= Corruption in Austria =

Corruption in Austria describes the prevention and occurrence of corruption in Austria. Austria has a well-developed institutional and legal system, and most corruption cases under investigation by a parliamentary committee end with judicial trials and effective judgments. However, there are several significant Austrian corruption cases which have taken place during the past decade involving land and regional officials, high-level public officials, the central government and, in one instance, the former Chancellor.

On Transparency International's 2025 Corruption Perceptions Index, Austria scored 69 on a scale from 0 ("highly corrupt") to 100 ("very clean"). When Transparency International began using its current scoring method in 2012, Austria's score was also 69 for the first two years, climbed steadily to scores of 75-77 through 2015-2020, and since then has returned to 69. When ranked by score in 2025, Austria ranked 21st among the 182 countries in the Index, where the country ranked first is perceived to have the most honest public sector. For comparison with regional scores, the best score among Western European and European Union countries (Note: Austria, Belgium, Bulgaria, Croatia, Cyprus, Czechia, Denmark, Estonia, Finland, France, Germany, Greece, Hungary, Iceland, Ireland, Italy, Latvia, Lithuania, Luxembourg, Malta, Netherlands, Norway, Poland, Portugal, Romania, Slovakia, Slovenia, Spain, Sweden, Switzerland, and the United Kingdom.) was 89, the average score was 64 and the worst score was 40. For comparison with worldwide scores, the best score was 89 (ranked 1), the average score was 42, and the worst score was 9 (ranked 181, in a two-way tie).

In most cases, corrupt practices were related to conflicts of interest, abuse of office, money laundering and influence peddling. The corruption scandals have put into doubt the ethical standards of the political elite. This doubt is reflected in the findings of Eurobarometer 2012, where two-thirds of respondents perceive national politicians to be corrupt and also the most corrupt institution in Austria.

==Extent ==
According to several sources, corruption is not considered a problem for doing business in Austria. According to Investment Climate Report 2013 by the US Department of State 2013, corruption is not considered as a serious problem impeding business in Austria.

A study over the years 2013 to 2019 found that Austria had the highest rate of corruption in healthcare of all EU countries, with one in nine Austrian patients being asked to pay bribes.
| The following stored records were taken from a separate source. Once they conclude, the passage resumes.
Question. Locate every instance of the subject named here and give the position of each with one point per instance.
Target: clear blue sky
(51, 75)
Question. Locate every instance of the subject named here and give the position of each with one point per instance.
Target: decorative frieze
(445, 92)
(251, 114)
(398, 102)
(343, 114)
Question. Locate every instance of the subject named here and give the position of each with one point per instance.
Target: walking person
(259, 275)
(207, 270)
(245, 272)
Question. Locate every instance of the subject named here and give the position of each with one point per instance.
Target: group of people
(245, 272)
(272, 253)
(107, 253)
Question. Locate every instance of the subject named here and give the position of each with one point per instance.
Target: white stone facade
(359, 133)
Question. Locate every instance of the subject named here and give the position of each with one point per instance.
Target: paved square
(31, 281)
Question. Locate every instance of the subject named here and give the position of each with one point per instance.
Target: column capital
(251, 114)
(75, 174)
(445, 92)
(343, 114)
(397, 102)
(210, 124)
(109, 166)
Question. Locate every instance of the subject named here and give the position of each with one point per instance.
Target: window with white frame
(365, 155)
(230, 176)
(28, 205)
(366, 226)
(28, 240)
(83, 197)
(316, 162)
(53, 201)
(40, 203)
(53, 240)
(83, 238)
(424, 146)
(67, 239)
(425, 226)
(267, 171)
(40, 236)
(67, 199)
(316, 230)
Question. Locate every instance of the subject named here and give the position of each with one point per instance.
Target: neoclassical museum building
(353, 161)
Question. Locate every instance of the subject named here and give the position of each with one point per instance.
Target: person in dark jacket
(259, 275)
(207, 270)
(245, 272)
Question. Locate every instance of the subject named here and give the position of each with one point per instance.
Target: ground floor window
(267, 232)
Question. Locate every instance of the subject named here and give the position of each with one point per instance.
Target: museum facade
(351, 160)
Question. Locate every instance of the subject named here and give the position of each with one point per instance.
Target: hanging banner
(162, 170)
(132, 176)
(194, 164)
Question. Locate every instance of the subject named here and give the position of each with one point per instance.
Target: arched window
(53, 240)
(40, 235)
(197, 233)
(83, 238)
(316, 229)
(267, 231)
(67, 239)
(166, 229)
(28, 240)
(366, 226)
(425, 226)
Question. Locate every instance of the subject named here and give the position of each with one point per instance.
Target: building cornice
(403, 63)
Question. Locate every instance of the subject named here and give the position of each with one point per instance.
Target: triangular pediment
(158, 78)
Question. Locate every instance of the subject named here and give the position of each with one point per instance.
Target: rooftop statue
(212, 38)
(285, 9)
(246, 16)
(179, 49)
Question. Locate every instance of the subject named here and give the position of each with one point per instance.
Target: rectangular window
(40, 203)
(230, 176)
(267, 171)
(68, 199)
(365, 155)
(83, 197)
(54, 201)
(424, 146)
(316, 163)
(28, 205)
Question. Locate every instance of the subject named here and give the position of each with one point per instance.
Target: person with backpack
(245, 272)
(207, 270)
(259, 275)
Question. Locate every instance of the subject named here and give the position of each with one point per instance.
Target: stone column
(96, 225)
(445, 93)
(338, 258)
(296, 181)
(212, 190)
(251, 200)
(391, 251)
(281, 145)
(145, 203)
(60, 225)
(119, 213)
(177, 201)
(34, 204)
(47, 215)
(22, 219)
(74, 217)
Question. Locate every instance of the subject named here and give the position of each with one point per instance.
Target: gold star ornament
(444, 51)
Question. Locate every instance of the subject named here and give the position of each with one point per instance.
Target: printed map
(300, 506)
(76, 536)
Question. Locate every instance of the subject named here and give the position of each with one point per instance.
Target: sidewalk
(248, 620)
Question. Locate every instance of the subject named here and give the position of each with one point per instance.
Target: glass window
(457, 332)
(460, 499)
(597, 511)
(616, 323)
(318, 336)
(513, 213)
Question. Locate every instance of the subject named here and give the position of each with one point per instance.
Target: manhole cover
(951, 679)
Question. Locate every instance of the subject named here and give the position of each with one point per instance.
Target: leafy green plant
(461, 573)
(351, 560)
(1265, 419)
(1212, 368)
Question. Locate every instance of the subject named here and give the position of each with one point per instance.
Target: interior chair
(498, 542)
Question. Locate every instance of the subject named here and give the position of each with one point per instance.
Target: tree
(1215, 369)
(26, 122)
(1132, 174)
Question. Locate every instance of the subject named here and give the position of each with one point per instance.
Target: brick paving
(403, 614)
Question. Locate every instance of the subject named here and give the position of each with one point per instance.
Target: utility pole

==Affairs in recent history==
The following corruption complexes caused a great public and media stir in Austria's recent history, mainly due to the involvement of political functionaries:
- AKH-Skandal (AKH Affair), surfacing 1980, which revolved around the construction of Austria's largest hospital, the Wiener Allgemeines Krankenhaus (Vienna General Hospital) in the 1970s.
- Noricum-Skandal (Noricum scandal) was an Austrian arms export scandal centering on the illegal export of weapons to Iran during the 1980s.
- Eurofighter-Affäre (Eurofighter Affair), surfacing 2006, is referring to a procurement process for fighter jets.
- BUWOG-Affäre (BUWOG Affair), surfacing 2009, which originated from a 2003 privatisation process around a large housing portfolio owned by the Republic of Austria.
- Hypo Alpe Adria, a complex of mismanagement and suspected corruption around a former state bank, surfacing 2009.
- Telekom-Affäre (Telekom Austria Affair), surfacing 2011, included share price manipulation, unauthorised election campaign donations, influencing the awarding of contracts, questionable sponsoring and unclear company takeovers between 2000 and 2007.
- Tetron-Affäre (Tetron Affair), surfacing 2011, involves possible money laundering, illegal lobbying, party financing and commission payments in connection with the procurement of a new federal digital radio systems for authorities and emergency forces in the early 2000s.
- Ibiza-Affäre (Ibiza Affair), which was triggered 2019 by the publication of a 2017 secretly recorded video of the Austrian Vice Chancellor.